I'd rather not take the prop off or buy a hood for the motor. Just thought I'd see what everyones thoughts are. I haven't gotten any watercraft citations so far and can't afford any. Thanks in advance.


----------



## misfit (Apr 5, 2004)

i think the ruls vary from lake to lake in many cases.some require prop off/motor tilted.some just tilt motor,some remove motor,etc.
others here may have info on prticular lakes you're iterested if you list them.
hoover is my home lake,and onlt requires the big motor to be tilted.


----------



## tunnelengineer (Mar 6, 2006)

Not to start another argument, but there are some 10 h.p. restricted lakes that have rules that are flat out ludicrous. There is no reason that you shouldn't be able to take your boat to them and fish using your 9.9 only. You shouldn't have to take your prop off or anything else similar. That is plain stupid.


----------



## RodMan (Apr 6, 2004)

The only HP restricted lake that I routinely fish is Piedmont. I just use the 9.9 kicker and tilt up the big motor. I've never had a problem and have chatted with several wildlife officers while on the lake. Not one has questioned me about the big motor.


----------



## reel (Dec 15, 2004)

Yes, I have had my big motor attached at Resthaven and discussed with Wildlife officer. No problem leaving attached.

I think one issue is, if the reservior or lake is used by a municipality for drinking water. Then they don't like the possibility of dripping or spilled petroleum fluids. 

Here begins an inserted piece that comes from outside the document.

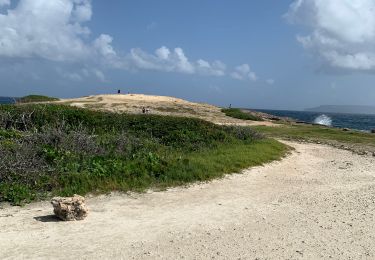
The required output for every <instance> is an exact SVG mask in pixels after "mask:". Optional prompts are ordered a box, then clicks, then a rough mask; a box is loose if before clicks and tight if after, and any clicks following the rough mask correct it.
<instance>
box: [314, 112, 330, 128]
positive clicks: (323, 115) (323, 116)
mask: <svg viewBox="0 0 375 260" xmlns="http://www.w3.org/2000/svg"><path fill="white" fill-rule="evenodd" d="M314 123H315V124H319V125H326V126H332V119H331V118H330V117H329V116H327V115H324V114H323V115H320V116H318V117H317V118H315V119H314Z"/></svg>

Also even if an attached over sized motor is allowed, and there is a spill, even a minor one, you are in very deep dodo.


...


----------



## tunnelengineer (Mar 6, 2006)

A lot of the lakes allow you to use your big motor for loading on the trailer or in dangerous emergencies. The vast majority of the lakes and DNR folks are reasonable, but the ones that say you have to remove props or motors are crazy. I think it's rules pushed through by people that want to essentially have a "semi-private lake" as those rules keep off anyone in pleasure or bass boats. There is absolutely no harm in having a large motor on the boat but not used. 

I'm a firm believer that the rules should not be written for the 2% of the population that will abuse them.


----------



## spot chaser (Apr 13, 2004)

All state owned lakes (w/ 9.9 limit) , all MWCD and Hoover allow the big one to be on.

All Ohio owned elec. only also allow the big one to stay on.

City, Township owned have various rules.


----------



## K gonefishin (May 4, 2004)

I know in ladue you aren't even allowed to have gas on the boat, I had to take off a small gas motor and tank just to go there, I know Nimi you have to be up and out of the water.


----------



## Eye'Eye'Captain (Apr 7, 2006)

Thanks for your info. I've been wanting to get back to Piedmont again since I've gotten rid of my little 10' jon boat. Now I can actually stand up and fish. My new Tracker Pro-Guide V16 makes a nice boat.


----------